# Cubing Sheet V3.1



## Alcs (Aug 14, 2019)

Closed


----------



## Skittleskp (Aug 24, 2019)

Alcs said:


> A better version of the sheet is now available! Check it out!
> https://www.speedsolving.com/threads/cubing-sheet-v1.75055/



This seems like a cool idea!! Just letting you know there is a problem with the seccond link.


----------



## GAN 356 X (Aug 24, 2019)

Could you make a version for Excel or Word for those who don't have an account?


----------



## Alcs (Aug 27, 2019)

GAN 356 X said:


> Could you make a version for Excel or Word for those who don't have an account?


The Excel version is available. I would recommend creating a Google account so you have access to the best features
*Note that my main focus on this project is the Google version since the Google version is a lot more accessible to everyone and it is free. The best Excel features are not free.*


----------



## ProStar (Nov 23, 2019)

Will the new update include ranking compatibility for other countries besides Canada? I live in the USA.


----------



## BenChristman1 (Nov 24, 2019)

I have a spreadsheet to keep track of your PBs. Not trying to steal the spotlight or anything.
LINK


----------



## ProStar (Nov 24, 2019)

BenChristman1 said:


> I have a spreadsheet to keep track of your PBs. Not trying to steal the spotlight or anything.
> LINK



You can keep track of PBs and be ranked among members of the SS community my clicking your username on the top bar and selecting "My Records"


----------



## z3non (Nov 25, 2019)

There is no google sheet under that link...???


----------



## Alcs (Mar 11, 2020)

z3non said:


> There is no google sheet under that link...???

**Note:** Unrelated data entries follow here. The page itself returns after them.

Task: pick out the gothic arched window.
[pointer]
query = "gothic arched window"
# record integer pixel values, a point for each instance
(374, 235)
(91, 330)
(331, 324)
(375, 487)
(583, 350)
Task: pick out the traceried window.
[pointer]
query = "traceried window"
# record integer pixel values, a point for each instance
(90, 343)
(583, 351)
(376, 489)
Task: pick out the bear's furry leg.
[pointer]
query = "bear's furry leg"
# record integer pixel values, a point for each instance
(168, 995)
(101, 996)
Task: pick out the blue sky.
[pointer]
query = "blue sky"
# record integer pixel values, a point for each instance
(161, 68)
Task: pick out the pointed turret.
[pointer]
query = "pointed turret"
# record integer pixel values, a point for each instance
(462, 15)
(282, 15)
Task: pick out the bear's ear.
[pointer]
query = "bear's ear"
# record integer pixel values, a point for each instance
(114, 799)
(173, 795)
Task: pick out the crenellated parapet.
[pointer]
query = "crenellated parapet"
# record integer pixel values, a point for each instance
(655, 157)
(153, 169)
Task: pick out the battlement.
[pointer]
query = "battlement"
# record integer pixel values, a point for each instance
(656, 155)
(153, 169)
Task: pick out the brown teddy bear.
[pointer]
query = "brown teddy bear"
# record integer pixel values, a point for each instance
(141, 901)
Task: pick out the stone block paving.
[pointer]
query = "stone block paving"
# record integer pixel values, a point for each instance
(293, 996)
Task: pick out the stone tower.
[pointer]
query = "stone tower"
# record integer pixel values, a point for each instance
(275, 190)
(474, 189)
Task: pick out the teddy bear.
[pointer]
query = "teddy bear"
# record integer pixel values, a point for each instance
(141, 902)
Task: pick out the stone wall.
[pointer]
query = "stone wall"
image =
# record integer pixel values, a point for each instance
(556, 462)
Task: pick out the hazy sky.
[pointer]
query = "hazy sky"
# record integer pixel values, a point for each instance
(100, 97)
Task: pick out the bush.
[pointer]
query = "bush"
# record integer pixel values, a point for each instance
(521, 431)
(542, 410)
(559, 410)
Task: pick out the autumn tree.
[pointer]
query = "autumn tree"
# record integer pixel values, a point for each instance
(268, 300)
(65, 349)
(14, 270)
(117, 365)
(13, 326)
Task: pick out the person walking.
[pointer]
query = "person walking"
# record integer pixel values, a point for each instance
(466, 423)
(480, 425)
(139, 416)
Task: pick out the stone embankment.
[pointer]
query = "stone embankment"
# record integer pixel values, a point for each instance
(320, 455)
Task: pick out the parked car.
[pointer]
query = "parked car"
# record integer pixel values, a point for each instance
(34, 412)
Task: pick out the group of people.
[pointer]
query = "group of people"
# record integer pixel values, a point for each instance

I made a mistake while copying the link. Fixed now.


----------



## Alcs (Mar 11, 2020)

ProStar said:


> Will the new update include ranking compatibility for other countries besides Canada? I live in the USA.


I did not finish Canadian rankings yet. It requires a lot of time. Although, in a few months, I might include USA or/and World rankings. Although, adding too many ranking could trigger unexpected crashes.


----------



## Alcs (Jun 12, 2020)

Updates are delayed for many reasons:
1. Many errors are happening for various reasons
2. There are many new features that I am working on that simply does not work right now
3. Working on some type of function that will be able to optimize your solve after doing a reconstruction (will take months to finish)


----------



## SpeedCuberSUB30 (Jun 12, 2020)

Can you please explain me how this sheet works??


----------